API Gateway Metrics

Effective monitoring of API gateways requires understanding the key metrics that reveal performance, errors, and usage patterns. This guide covers essential metrics for AWS API Gateway and Oracle API Gateway, showing how to interpret them and set up effective monitoring workflows.

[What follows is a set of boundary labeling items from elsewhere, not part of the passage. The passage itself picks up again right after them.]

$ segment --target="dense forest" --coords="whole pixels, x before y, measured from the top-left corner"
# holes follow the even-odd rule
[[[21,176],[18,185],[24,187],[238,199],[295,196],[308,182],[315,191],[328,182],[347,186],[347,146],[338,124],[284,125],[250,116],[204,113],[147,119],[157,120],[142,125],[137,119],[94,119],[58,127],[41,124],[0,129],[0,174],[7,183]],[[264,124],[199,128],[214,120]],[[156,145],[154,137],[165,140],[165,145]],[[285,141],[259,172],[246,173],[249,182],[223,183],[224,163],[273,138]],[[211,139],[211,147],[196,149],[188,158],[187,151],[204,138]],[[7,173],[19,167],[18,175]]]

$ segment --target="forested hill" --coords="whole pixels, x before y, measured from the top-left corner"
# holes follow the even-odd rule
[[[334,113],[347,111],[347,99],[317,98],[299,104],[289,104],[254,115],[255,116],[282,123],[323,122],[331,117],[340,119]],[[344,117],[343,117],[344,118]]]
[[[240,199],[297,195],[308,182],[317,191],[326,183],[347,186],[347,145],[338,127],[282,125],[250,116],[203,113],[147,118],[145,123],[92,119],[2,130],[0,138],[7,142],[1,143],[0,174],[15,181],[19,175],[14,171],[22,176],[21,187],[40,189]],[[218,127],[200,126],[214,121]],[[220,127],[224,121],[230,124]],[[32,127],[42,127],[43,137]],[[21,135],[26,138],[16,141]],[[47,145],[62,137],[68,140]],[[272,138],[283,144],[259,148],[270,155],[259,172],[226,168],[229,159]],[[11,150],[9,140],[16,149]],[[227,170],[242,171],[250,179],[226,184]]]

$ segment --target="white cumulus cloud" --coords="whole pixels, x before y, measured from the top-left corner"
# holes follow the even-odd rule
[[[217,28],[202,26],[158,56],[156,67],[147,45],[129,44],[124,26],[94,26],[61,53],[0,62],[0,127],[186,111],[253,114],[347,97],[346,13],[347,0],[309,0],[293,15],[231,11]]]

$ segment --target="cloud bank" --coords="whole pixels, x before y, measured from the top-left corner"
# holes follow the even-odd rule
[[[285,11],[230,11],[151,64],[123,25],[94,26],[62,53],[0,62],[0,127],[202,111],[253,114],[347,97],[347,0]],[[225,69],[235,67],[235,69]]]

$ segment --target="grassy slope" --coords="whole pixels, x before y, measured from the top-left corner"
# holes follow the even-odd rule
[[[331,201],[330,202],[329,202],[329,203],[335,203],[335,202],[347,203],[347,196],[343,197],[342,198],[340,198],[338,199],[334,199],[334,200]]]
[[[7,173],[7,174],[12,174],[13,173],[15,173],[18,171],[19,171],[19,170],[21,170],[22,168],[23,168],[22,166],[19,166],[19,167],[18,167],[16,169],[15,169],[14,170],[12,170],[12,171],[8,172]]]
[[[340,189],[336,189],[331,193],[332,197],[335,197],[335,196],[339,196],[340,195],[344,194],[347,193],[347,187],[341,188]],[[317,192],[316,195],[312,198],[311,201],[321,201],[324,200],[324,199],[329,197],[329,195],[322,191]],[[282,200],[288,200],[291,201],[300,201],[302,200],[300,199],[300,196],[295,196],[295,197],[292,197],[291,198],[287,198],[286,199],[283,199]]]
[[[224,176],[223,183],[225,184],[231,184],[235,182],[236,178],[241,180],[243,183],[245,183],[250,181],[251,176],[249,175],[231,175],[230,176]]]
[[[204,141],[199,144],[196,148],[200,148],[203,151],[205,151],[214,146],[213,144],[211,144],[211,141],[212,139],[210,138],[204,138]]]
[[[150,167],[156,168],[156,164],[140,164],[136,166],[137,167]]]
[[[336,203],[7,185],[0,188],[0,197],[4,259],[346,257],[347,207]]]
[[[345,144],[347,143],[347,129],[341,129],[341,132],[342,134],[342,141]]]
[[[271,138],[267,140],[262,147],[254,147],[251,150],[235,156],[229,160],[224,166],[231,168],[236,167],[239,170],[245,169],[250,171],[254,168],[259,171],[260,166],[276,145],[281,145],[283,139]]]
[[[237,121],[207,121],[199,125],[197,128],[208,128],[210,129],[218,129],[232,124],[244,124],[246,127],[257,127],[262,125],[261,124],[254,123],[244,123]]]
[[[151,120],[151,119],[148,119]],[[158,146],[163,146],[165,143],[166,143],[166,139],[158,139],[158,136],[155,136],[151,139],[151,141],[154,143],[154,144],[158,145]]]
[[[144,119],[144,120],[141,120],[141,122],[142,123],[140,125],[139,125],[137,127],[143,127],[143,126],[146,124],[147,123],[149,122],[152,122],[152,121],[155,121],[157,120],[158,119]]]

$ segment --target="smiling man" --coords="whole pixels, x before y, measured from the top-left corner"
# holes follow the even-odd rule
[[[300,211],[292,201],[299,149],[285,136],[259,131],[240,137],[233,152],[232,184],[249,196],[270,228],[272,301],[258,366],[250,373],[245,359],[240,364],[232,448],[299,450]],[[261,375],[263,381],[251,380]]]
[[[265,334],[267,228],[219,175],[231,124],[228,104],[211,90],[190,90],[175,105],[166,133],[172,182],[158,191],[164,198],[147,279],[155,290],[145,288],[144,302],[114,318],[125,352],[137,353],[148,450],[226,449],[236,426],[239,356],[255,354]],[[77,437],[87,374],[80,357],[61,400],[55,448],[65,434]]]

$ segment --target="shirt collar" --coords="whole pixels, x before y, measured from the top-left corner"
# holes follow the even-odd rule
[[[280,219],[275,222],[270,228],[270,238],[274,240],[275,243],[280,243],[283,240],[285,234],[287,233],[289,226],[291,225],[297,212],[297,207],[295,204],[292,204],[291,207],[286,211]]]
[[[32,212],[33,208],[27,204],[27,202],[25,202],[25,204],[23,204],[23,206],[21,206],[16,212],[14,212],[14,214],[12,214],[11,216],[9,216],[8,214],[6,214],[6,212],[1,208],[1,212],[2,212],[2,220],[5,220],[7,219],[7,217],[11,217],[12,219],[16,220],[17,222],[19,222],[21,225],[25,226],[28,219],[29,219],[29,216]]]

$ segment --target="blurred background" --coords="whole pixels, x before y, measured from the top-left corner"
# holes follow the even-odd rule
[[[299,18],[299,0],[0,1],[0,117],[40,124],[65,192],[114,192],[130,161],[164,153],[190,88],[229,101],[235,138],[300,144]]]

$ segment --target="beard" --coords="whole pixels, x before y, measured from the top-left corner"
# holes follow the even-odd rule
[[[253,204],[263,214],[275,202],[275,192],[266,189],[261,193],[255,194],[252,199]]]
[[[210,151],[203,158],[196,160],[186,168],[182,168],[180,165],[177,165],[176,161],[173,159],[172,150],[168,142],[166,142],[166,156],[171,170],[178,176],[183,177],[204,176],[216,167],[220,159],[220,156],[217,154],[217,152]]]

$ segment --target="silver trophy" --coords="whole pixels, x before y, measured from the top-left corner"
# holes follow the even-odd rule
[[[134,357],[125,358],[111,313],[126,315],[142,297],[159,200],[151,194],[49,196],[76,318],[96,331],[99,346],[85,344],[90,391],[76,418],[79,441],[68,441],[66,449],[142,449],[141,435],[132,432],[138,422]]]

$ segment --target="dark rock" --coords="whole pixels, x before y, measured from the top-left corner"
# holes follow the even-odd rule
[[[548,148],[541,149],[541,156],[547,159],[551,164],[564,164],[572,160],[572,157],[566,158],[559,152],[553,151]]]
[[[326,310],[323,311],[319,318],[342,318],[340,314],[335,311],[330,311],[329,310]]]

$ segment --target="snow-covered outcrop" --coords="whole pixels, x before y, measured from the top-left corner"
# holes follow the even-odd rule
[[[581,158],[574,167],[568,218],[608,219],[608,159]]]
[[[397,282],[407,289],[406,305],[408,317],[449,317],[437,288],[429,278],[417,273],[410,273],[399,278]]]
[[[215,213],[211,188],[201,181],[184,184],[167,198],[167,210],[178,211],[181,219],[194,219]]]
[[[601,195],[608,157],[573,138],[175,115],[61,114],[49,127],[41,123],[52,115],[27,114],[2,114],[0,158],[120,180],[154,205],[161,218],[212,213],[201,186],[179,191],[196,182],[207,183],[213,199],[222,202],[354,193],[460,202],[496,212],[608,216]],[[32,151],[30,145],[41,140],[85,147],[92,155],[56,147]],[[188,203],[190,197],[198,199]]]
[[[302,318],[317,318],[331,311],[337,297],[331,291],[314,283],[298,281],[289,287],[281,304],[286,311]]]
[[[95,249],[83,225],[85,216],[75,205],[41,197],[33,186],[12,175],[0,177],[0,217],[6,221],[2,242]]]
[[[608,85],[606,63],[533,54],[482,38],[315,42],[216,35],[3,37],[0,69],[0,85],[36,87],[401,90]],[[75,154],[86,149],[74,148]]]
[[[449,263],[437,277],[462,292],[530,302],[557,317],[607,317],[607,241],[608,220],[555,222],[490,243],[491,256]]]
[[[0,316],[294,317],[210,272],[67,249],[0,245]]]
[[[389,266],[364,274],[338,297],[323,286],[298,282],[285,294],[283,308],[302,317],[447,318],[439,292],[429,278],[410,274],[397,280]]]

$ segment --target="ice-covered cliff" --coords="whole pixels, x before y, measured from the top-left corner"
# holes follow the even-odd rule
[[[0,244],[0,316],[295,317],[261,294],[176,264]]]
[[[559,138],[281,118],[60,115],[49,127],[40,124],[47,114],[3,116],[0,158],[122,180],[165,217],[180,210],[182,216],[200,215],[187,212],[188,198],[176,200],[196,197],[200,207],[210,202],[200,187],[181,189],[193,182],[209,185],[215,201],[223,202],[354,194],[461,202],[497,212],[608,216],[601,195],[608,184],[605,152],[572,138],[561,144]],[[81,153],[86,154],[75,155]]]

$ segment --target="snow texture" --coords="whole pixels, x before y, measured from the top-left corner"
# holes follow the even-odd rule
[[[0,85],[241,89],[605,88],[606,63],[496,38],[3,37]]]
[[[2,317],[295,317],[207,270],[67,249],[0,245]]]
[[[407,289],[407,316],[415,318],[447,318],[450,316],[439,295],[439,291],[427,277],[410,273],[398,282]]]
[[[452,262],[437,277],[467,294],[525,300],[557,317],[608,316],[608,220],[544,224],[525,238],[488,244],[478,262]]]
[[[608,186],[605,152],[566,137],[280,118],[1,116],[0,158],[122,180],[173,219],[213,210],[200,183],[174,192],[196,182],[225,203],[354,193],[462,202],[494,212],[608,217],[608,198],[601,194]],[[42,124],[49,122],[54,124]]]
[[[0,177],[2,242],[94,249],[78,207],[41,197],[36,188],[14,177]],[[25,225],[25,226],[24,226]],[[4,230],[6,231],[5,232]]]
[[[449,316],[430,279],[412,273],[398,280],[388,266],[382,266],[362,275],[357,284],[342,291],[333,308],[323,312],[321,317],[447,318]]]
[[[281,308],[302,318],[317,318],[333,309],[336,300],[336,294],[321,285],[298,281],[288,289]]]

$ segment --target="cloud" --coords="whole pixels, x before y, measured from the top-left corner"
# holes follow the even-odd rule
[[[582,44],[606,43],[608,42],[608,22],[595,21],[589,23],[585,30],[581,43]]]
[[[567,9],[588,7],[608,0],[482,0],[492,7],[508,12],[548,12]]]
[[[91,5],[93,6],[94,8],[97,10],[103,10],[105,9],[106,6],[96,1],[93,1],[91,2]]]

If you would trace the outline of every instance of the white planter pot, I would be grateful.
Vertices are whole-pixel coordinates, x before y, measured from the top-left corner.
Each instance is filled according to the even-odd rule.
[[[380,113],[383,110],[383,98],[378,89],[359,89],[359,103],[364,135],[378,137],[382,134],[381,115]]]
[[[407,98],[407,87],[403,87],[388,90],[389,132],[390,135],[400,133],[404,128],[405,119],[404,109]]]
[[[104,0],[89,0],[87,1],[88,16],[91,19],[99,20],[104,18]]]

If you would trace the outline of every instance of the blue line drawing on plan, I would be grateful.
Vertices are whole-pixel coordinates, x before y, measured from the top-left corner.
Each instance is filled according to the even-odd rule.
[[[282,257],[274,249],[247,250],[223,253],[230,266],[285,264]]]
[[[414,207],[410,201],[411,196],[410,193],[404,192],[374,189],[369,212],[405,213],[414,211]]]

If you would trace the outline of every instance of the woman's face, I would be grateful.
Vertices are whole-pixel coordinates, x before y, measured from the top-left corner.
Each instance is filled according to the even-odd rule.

Why Gateway Metrics Matter
API gateways are critical infrastructure that can become bottlenecks. Monitoring these 5 key areas prevents issues:
- Error rates (4xx/5xx)
- Latency percentiles
- Cache effectiveness
- Traffic patterns
- Backend integration health
AWS API Gateway Metrics (CloudWatch)
4XXError
Client-side errors (HTTP 4xx) including modified gateway responses
5XXError
Server-side errors (HTTP 5xx) indicating backend issues
Latency
End-to-end request time from API Gateway receipt to response
IntegrationLatency
Time between API Gateway sending to backend and receiving response
CacheHitCount
Requests served from API cache (when caching enabled)
Count
Total API requests in period - your traffic baseline
Sample AWS CLI Command
aws cloudwatch get-metric-statistics \
--namespace AWS/ApiGateway \
--metric-name Latency \
--dimensions Name=ApiName,Value=MyAPI Name=Stage,Value=prod \
--statistics Average \
--period 3600 \
--start-time 2025-05-01T00:00:00Z \
--end-time 2025-05-02T00:00:00Z
Oracle API Gateway Metrics
AWS Metric | Oracle Equivalent | Key Differences |
---|---|---|
4XXError | HttpResponses{status=4xx} | Oracle separates by exact status code |
5XXError | BackendHttpResponses{status=5xx} | Oracle distinguishes gateway vs backend errors |
Latency | Latency + InternalLatency | Oracle provides more granular timing breakdown |
CacheHitCount | ResponseCacheAction | Oracle includes cache write metrics |
Unique Oracle Metrics
Data Volume
- BytesReceived: Inbound data size
- BytesSent: Outbound data size
Business Metrics
- UsagePlanRequests: Track by subscription tier
- SubscriberRequests: Per-client usage
Viewing and Analyzing Metrics
CloudWatch Console
- Navigate to CloudWatch Metrics
- Select API Gateway namespace
- Filter by API, stage, or method
- Create dashboards with key metrics
Third-Party Tools
- Datadog: Correlate with app metrics
- Prometheus: For custom metric collection
- Grafana: Visualization and alerting
Method-Level Metrics
AWS requires explicit enabling of detailed method metrics which may incur additional charges. Oracle provides these by default but with higher cardinality costs.
Creating Effective Alerts
Error Rate Alerts
Trigger when 5xx errors exceed 1% of traffic or 4xx errors spike unexpectedly
Latency Alerts
Monitor p99 latency crossing SLO thresholds (e.g., >500ms)
Traffic Anomalies
Detect unusual request patterns that may indicate attacks
Sample CloudWatch Alarm
aws cloudwatch put-metric-alarm \
--alarm-name "High-5XX-Rate" \
--metric-name 5XXError \
--namespace AWS/ApiGateway \
--statistic Sum \
--period 300 \
--evaluation-periods 2 \
--threshold 10 \
--comparison-operator GreaterThanThreshold \
--alarm-actions arn:aws:sns:us-east-1:123456789012:MyAlerts
Advanced Custom Metrics
When built-in metrics aren't sufficient, create custom metrics from:
Access Logs
- Parse with Lambda or Fluentd
- Extract client-specific patterns
- Calculate business metrics
X-Ray Traces
- Analyze latency distributions
- Track downstream dependencies
- Identify bottleneck segments
Real-World Implementation
A fintech company improved their API reliability by:
- Setting 5xx alerts at 0.5% threshold
- Creating custom metrics for PII detection
- Building dashboards with 95th percentile latency
Result: 40% faster incident detection and 25% lower error rates.
Best Practices
1. Monitor Key Ratios
Track CacheHit/CacheMiss and 4xx/5xx ratios rather than just counts
2. Dimension Filtering
Break down by stage, method, and resource for troubleshooting
3. Baseline Comparison
Compare current metrics to historical baselines
Conclusion
Effective API gateway monitoring requires tracking the right metrics with appropriate granularity. While AWS and Oracle provide similar core metrics around errors, latency, and traffic, their implementations differ in:
- Granularity: Oracle provides more detailed status code breakdowns
- Cost Structure: AWS charges for detailed metrics while Oracle has higher base cardinality
- Business Metrics: Oracle includes more subscription-aware tracking
For comprehensive monitoring, combine platform metrics with custom metrics from logs and traces. Set up alerts on error rates and latency thresholds, but also monitor trends and ratios that indicate emerging issues before they impact users.